Re: [2/2] [NET] link_watch: Remove delay for up even when we're down

2007-05-09 Thread David Miller

From: Herbert Xu <[EMAIL PROTECTED]>
Date: Tue, 8 May 2007 22:16:09 +1000

> [NET]: Remove link_watch delay for up even when we're down
> 
> Currently all link carrier events are delayed by up to a second
> before they're processed to prevent link storms.  This causes
> unnecessary packet loss during that interval.
> 
> In fact, we can achieve the same effect in preventing storms by
> only delaying down events and unnecssary up events.  The latter
> is defined as up events when we're already up.
> 
> Signed-off-by: Herbert Xu <[EMAIL PROTECTED]>

Also applied, thanks Herbert.
___
Virtualization mailing list
Virtualization@lists.linux-foundation.org
https://lists.linux-foundation.org/mailman/listinfo/virtualization

Re: [1/2] [NET] link_watch: Move link watch list into net_device

2007-05-09 Thread David Miller

From: Herbert Xu <[EMAIL PROTECTED]>
Date: Tue, 8 May 2007 22:13:22 +1000

> [NET] link_watch: Move link watch list into net_device
> 
> These days the link watch mechanism is an integral part of the
> network subsystem as it manages the carrier status.  So it now
> makes sense to allocate some memory for it in net_device rather
> than allocating it on demand.
> 
> In fact, this is necessary because we can't tolerate a memory
> allocation failure since that means we'd have to potentially
> throw a link up event away.
> 
> It also simplifies the code greatly.
> 
> In doing so I discovered a subtle race condition in the use
> of singleevent.  This race condition still exists (and is
> somewhat magnified) without singleevent but it's now plugged
> thanks to an smp_mb__before_clear_bit.
> 
> Signed-off-by: Herbert Xu <[EMAIL PROTECTED]>

Applied, thanks Herbert.
___
Virtualization mailing list
Virtualization@lists.linux-foundation.org
https://lists.linux-foundation.org/mailman/listinfo/virtualization

Re: [1/2] [NET] link_watch: Move link watch list into net_device

2007-05-10 Thread David Miller

From: Jeremy Fitzhardinge <[EMAIL PROTECTED]>
Date: Thu, 10 May 2007 15:00:05 -0700

> Herbert Xu wrote:
> > [NET] link_watch: Move link watch list into net_device
> >
> > These days the link watch mechanism is an integral part of the
> > network subsystem as it manages the carrier status.  So it now
> > makes sense to allocate some memory for it in net_device rather
> > than allocating it on demand.
> 
> I think there's a problem with one of these two patches.

Yes, there are :-)

Did you catch the follow-on bug fixes?

___
Virtualization mailing list
Virtualization@lists.linux-foundation.org
https://lists.linux-foundation.org/mailman/listinfo/virtualization

Re: [1/2] [NET] link_watch: Move link watch list into net_device

2007-05-10 Thread David Miller

From: Jeremy Fitzhardinge <[EMAIL PROTECTED]>
Date: Thu, 10 May 2007 15:22:17 -0700

> Andrew Morton wrote:
> > Five minutes after boot is when jiffies wraps.  Are you sure it's
> > a list-screwup rather than a jiffy-wrap screwup?
> >   
> 
> 
> Hm, its suggestive, isn't it?  Apparently they've already fixed this in
> the sekret networking clubhouse, so I'll need to track it down.
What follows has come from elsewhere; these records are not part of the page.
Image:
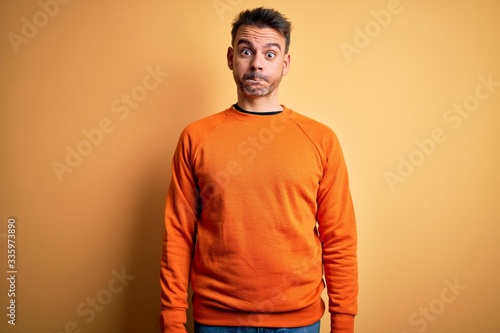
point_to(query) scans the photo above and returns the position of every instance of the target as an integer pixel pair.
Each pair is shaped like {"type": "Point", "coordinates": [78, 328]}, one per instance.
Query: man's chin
{"type": "Point", "coordinates": [254, 91]}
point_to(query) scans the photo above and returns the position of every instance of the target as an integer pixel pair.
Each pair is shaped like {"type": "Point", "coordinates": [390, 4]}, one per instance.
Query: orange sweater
{"type": "Point", "coordinates": [258, 206]}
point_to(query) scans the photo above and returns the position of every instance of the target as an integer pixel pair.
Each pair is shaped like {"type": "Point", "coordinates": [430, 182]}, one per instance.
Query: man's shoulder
{"type": "Point", "coordinates": [311, 126]}
{"type": "Point", "coordinates": [204, 125]}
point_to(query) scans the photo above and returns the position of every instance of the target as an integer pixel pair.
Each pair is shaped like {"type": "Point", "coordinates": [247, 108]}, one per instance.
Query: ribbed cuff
{"type": "Point", "coordinates": [172, 321]}
{"type": "Point", "coordinates": [342, 323]}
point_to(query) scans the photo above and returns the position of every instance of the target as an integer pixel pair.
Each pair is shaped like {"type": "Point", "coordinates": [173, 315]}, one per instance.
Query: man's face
{"type": "Point", "coordinates": [258, 60]}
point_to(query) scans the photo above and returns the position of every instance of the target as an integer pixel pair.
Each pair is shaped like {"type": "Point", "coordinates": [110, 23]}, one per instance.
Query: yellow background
{"type": "Point", "coordinates": [436, 225]}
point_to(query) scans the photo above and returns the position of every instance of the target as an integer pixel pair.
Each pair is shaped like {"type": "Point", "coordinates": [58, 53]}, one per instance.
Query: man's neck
{"type": "Point", "coordinates": [259, 103]}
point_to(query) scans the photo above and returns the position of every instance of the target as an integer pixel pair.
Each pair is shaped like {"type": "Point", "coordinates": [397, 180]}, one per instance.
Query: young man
{"type": "Point", "coordinates": [259, 206]}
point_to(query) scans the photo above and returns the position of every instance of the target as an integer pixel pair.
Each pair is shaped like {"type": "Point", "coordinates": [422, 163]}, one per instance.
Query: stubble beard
{"type": "Point", "coordinates": [257, 90]}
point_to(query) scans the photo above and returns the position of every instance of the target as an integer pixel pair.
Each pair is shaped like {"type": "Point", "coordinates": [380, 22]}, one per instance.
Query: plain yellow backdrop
{"type": "Point", "coordinates": [93, 96]}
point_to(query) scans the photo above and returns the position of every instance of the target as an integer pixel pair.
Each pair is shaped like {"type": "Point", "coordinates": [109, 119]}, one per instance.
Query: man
{"type": "Point", "coordinates": [258, 206]}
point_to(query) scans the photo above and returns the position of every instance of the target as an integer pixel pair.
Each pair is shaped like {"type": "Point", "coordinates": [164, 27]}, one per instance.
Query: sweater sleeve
{"type": "Point", "coordinates": [178, 239]}
{"type": "Point", "coordinates": [337, 229]}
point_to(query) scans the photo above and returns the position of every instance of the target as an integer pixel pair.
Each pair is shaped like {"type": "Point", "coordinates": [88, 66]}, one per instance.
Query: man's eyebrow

I'm not so certain now that we know it's the jiffies wrap point :-)

The fixes in question are attached below and they were posted and
discussed on netdev:


commit fe47cdba83b3041e4ac1aa1418431020a4afe1e0
Author: Herbert Xu <[EMAIL PROTECTED]>
Date:   Tue May 8 23:22:43 2007 -0700

[NET] link_watch: Eliminate potential delay on wrap-around

When the jiffies wrap around or when the system boots up for the first
time, down events can be delayed indefinitely since we no longer
update linkwatch_nextevent when only urgent events are processed.

This patch fixes this by setting linkwatch_nextevent when a
wrap-around occurs.

Signed-off-by: Herbert Xu <[EMAIL PROTECTED]>
Signed-off-by: David S. Miller <[EMAIL PROTECTED]>

diff --git a/net/core/link_watch.c b/net/core/link_watch.c
index b5f4579..4674ae5 100644
--- a/net/core/link_watch.c
+++ b/net/core/link_watch.c
@@ -101,8 +101,10 @@ static void linkwatch_schedule_work(unsigned long delay)
return;
 
/* If we wrap around we'll delay it by at most HZ. */
-   if (delay > HZ)
+   if (delay > HZ) {
+   linkwatch_nextevent = jiffies;
delay = 0;
+   }
 
schedule_delayed_work(&linkwatch_work, delay);
 }

commit 4cba637dbb9a13706494a1c85174c8e736914010
Author: Herbert Xu <[EMAIL PROTECTED]>
Date:   Wed May 9 00:17:30 2007 -0700

[NET] link_watch: Always schedule urgent events

Urgent events may be delayed if we already have a non-urgent event
queued for that device.  This patch changes this by making sure that
an urgent event is always looked at immediately.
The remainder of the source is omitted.